30 sep 2016
Ingezonden door: Jelle Drok en Rutger Kleemans, Freshfields Bruckhaus Deringer
Conclusie AG: maatregelen die de inbreuk bij tweede medische indicatie bemoeilijken zijn voldoende
Conclusie A-G: Hof Den Haag 30 september 2016 IEF 16303; ECLI:NL:GHDHA:2015:1769 (Novartis tegen Sun Pharmaceutical) Octrooirecht. Preferentiebeleid zorgverzekeraars. De AG heeft gereageerd op een zaak waarin het hof Den Haag een indirect inbreukverbod op de tweede medische indicatie van een werkzame stof heeft toegewezen. Sun had in deze zaak in het kader van de tender van VGZ duidelijk moeten maken dat het Generieke Product slechts voor de behandeling van de ziekte van Paget bestemd is, en niet voorgeschreven of geleverd mocht worden voor de behandeling van osteoporose (tweede medische indicatie). De AG oordeelt als volgt: “voor zover de klachten veronderstellen dat de maatregelen de inbreuk geheel zouden moeten kunnen voorkomen om effectief te zijn, lijkt mij dat een onjuiste rechtsopvatting, omdat volgens mij voldoende is dat de maatregelen de inbreuk bemoeilijken en het cross label gebruik ernstig wordt ontraden.”
2.24 In deze zaak overwoog het hof in rov. 4.32 en 4.33 dat Sun – ondanks de carve out – gelet op de omstandigheden van het geval, te weten i) het door VGZ gehanteerde preferentiebeleid, ii) de onvoorwaardelijke en onbeperkte leveringsverplichting die Sun in dit kader is aangegaan, iii) de werkwijze van artsen en apothekers en iv) de verhouding tussen het aantal patiënten dat lijdt aan de ziekte van Paget enerzijds en het aantal patiënten dat lijdt aan osteoporose anderzijds - moest weten dat haar product aan het einde van de verticale keten van verhandeling ook zou worden uitgeleverd en gebruikt voor de geoctrooieerde toepassing. Op deze invulling van het wetenschapsvereiste laat Sun motiveringsklachten los, maar die zie ik niet opgaan. Het op deze pijlers gefundeerde wetenschapstoerekeningsoordeel, dat aansluit bij wat in AlPPI-kringen aan consensus hieromtrent groeh, blijft in mijn optiek overeind.
2.25 De eerste motiveringsklacht van onderdeel 2.1 dat het hof niet aangeeft welke effectieve maatregelen Sun zou hebben moeten treffen, mist feitelijke substantie, omdat het hof dat in rov. 4.35 en 4.36 wel doet: de e-mail die Sun na sommatie door Novartis aan de groothandels heeft gestuurd was onder de gegeven omstandigheden onvoldoende; Sun had volgens het hof tenminste (ook) duidelijk moeten maken dat het Generieke Product niet mocht worden voorgeschreven en geleverd voor de behandeling van osteoporose, omdat daarmee inbreuk zou worden gemaakt op de octrooirechten van Novartis en zij had zich ervan moeten vergewissen dat effectieve maatregelen tegen cross label gebruik zouden worden genomen (rov. 4.35).
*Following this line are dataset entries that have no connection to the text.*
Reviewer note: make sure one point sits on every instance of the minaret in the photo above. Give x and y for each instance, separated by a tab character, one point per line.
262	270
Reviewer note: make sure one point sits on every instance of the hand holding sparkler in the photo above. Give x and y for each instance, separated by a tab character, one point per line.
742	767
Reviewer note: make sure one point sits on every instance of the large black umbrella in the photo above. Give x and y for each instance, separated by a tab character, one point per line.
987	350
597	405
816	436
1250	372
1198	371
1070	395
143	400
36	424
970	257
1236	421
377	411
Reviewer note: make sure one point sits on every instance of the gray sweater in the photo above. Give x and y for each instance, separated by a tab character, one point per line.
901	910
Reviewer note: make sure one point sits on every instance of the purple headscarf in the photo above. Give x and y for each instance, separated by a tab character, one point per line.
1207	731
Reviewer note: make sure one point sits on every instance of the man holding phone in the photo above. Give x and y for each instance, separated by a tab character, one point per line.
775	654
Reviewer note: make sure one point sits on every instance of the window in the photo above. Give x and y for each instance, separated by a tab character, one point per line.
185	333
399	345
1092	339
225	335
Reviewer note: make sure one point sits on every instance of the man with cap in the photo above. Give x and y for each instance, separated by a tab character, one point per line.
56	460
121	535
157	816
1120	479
In de derde plaats heeft Sun volgens het hof (rov. 4.36) onvoldoende gesubstantieerd dat zij moeite heeft gedaan om VGZ ervan te overtuigen dat zij haar tender anders diende in te richten om inschrijving door Sun mogelijk te maken met respectering van de octrooirechten van Novartis. Dat volstaat ruimschoots in kort geding. Voor zover de klachten veronderstellen dat de maatregelen de inbreuk geheel zouden moeten kunnen voorkomen om effectief te zijn, lijkt mij dat een onjuiste rechtsopvatting, omdat volgens mij voldoende is dat de maatregelen de inbreuk bemoeilijken en het cross label gebruik ernstig wordt ontraden. Hier valt een parallel te trekken met de Pirate Bay uitspraak van Uw Raad waarin het ging om de effectiviteit van blokkeringsmaatregelen die van internetproviders kunnen worden verlangd om auteursrechtinbreuken tegen te gaan. Dat is wel een ander IE- rechtsgebied, maar de in deze zaak geformuleerde regel leent zich naar mij wil voorkomen voor overeenkomstige toepassing in onze zaak'.